Hiervan uitgaande heeft [appellant] in de werkelijke situatie in de periode tussen de beide peildata feitelijk dus een vermogensvoordeel genoten van (€ 310.000,-- - € 213.750,-- =)
€ 96.250,--.
9.13
Een vergelijking tussen de werkelijke situatie waarin [appellant] verkeert (een behaald vermogensvoordeel van € 96.250,--) en de hypothetische situatie waarin [appellant] -het onrechtmatig handelen van [geïntimeerden] weggedacht- zou hebben verkeerd (een hypothetisch vermogensvoordeel van € 93.437,50) leert dat dus geen sprake is van door [appellant] geleden schade. Het standpunt van [geïntimeerden] dat [appellant] , vergeleken met de hypothetische situatie, aanzienlijke kosten heeft bespaard (omdat hij een goedkoper huis heeft gekocht dan in de hypothetische situatie) kan bij deze stand van zaken verder onbesproken blijven.
Slotsom
9.14
Het hof komt tot de slotsom dat grief 1 van [appellant] (betreffende het onrechtmatigheids-aspect) wel slaagt, maar dat zijn grief 2 (inzake het schade-aspect) en in het verlengde daarvan ook grief 3 (over vooral expertise- of incassokosten en proceskosten van de eerste aanleg) geen doel treffen, zodat het hoger beroep uiteindelijk faalt.
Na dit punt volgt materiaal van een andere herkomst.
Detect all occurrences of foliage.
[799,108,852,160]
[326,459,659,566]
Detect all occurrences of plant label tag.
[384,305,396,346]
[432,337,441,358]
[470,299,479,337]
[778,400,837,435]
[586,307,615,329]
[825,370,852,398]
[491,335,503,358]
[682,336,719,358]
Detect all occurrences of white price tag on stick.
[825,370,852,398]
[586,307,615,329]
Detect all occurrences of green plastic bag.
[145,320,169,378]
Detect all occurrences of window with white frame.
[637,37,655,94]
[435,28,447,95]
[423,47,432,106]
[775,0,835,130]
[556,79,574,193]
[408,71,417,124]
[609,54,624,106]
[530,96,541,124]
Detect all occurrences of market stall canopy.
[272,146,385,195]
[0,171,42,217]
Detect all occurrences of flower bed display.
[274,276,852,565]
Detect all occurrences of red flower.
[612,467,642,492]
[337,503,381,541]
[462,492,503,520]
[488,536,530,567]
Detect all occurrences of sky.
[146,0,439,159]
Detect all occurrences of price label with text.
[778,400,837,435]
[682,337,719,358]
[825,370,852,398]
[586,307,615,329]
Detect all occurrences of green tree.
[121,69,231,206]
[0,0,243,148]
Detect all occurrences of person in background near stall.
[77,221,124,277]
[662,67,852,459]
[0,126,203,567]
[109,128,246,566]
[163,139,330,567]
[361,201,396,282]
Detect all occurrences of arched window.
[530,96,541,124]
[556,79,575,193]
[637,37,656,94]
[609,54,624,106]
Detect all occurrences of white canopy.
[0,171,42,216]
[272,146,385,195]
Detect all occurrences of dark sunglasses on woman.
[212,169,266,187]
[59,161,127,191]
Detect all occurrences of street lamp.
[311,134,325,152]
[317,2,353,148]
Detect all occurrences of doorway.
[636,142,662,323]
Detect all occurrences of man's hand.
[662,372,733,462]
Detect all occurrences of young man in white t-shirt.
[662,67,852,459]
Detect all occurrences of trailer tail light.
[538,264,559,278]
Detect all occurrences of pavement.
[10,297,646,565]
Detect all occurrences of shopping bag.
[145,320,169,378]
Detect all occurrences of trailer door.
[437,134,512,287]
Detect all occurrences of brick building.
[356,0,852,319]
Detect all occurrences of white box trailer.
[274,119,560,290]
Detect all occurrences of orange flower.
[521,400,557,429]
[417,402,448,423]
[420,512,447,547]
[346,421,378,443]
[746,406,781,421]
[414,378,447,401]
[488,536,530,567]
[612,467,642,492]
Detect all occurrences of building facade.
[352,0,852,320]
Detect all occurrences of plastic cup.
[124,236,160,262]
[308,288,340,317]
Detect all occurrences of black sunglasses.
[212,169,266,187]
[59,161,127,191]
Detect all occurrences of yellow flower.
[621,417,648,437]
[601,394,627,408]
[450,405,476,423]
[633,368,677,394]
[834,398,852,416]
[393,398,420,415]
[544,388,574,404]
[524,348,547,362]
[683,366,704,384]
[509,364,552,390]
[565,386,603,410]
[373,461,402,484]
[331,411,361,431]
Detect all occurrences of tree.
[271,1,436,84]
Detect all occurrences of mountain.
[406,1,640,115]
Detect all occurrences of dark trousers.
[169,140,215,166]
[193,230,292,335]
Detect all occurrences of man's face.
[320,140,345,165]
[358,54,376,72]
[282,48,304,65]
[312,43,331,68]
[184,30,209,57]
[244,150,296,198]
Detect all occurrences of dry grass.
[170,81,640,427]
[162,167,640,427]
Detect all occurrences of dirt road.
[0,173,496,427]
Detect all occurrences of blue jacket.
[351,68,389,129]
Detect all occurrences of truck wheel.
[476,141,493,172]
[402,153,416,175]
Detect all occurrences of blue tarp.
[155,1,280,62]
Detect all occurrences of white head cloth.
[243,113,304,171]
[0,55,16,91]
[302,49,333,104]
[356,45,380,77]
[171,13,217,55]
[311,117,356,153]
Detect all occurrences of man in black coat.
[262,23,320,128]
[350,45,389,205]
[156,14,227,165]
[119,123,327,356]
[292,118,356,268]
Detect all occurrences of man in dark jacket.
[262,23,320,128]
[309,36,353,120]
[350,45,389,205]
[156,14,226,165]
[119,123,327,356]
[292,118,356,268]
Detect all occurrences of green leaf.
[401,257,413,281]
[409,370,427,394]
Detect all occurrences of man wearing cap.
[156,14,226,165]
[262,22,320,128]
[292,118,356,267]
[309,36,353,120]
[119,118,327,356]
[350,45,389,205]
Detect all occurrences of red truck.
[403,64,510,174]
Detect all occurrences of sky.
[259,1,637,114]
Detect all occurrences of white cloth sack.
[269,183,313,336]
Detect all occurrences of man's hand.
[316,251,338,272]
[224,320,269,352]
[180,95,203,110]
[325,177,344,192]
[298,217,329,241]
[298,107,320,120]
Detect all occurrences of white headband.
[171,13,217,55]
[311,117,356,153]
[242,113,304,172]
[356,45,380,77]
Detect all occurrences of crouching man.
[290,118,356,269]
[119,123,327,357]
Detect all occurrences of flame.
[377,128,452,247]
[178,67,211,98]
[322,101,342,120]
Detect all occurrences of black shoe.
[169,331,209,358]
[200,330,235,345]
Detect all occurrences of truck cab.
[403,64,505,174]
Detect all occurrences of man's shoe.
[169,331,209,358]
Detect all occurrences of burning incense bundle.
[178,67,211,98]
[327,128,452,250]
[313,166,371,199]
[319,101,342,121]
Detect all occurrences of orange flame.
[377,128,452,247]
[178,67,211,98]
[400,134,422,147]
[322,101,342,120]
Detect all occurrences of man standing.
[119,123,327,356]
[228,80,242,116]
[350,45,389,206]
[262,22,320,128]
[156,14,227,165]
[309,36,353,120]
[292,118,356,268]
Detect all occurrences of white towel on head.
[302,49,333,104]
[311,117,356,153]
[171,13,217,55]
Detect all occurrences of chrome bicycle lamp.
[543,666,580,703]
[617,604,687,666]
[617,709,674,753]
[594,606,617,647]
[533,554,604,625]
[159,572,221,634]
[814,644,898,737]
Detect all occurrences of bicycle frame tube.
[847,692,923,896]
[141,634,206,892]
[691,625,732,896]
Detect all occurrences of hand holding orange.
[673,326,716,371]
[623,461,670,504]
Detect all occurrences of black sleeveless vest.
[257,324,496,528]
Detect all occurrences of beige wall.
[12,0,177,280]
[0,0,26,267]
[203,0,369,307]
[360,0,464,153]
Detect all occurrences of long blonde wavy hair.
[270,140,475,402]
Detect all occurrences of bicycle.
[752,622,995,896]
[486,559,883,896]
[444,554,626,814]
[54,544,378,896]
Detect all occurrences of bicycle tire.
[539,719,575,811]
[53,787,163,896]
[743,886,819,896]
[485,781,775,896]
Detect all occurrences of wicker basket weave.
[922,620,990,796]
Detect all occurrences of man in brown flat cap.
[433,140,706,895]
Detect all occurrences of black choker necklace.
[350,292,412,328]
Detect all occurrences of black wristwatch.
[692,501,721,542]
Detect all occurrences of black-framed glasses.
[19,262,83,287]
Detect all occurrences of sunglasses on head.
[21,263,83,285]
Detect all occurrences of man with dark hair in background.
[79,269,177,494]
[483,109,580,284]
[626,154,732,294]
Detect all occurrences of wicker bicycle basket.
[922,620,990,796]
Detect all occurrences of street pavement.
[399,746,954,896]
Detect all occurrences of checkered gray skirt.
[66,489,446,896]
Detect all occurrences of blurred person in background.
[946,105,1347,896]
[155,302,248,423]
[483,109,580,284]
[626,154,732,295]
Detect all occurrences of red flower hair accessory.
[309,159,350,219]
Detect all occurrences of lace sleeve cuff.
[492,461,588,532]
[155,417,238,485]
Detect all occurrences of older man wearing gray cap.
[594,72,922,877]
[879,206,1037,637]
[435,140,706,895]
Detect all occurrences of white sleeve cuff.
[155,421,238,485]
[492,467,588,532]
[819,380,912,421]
Nu het hof ondanks het slagen van grief 1 het beroepen vonnis zal bekrachtigen, geldt [appellant] in hoger beroep als de overwegend in het ongelijk te stellen partij en zal het hof [appellant] in de proceskosten van dit beroep veroordelen. De proceskosten worden begroot volgens het gebruikelijke forfaitaire liquidatietarief. De door [appellant] reeds voorgeschoten deskundigenkosten dient hij uiteindelijk definitief zelf te dragen. Het hof zal ook de verlangde -onbestreden gebleven- nakosten toewijzen en uitvoerbaarverklaring bij voorraad uitspreken. Het hof beslist als volgt.

10.De uitspraak

Het hof:
bekrachtigt het beroepen vonnis;
veroordeelt [appellant] tot betaling van de proceskosten van het hoger beroep en begroot die kosten tot op heden aan de zijde van [geïntimeerden] op € 2.071,-- aan griffierecht en op € 3.477,50 aan salaris advocaat voor het hoger beroep en aan nakosten op € 157,--, te vermeerderen met € 82,-- en de explootkosten als niet binnen veertien dagen na de datum van dit arrest is voldaan aan de hierbij uitgesproken veroordelingen en betekening van dit arrest noodzakelijk blijkt;
verklaart deze betalingsveroordelingen uitvoerbaar bij voorraad;
wijst het meer of anders in hoger beroep gevorderde af.
Dit arrest is gewezen door mrs. H.A.G. Fikkers, M.G.W.M. Stienissen en L.S. Frakes en is in het openbaar uitgesproken door de rolraadsheer op 27 oktober 2020.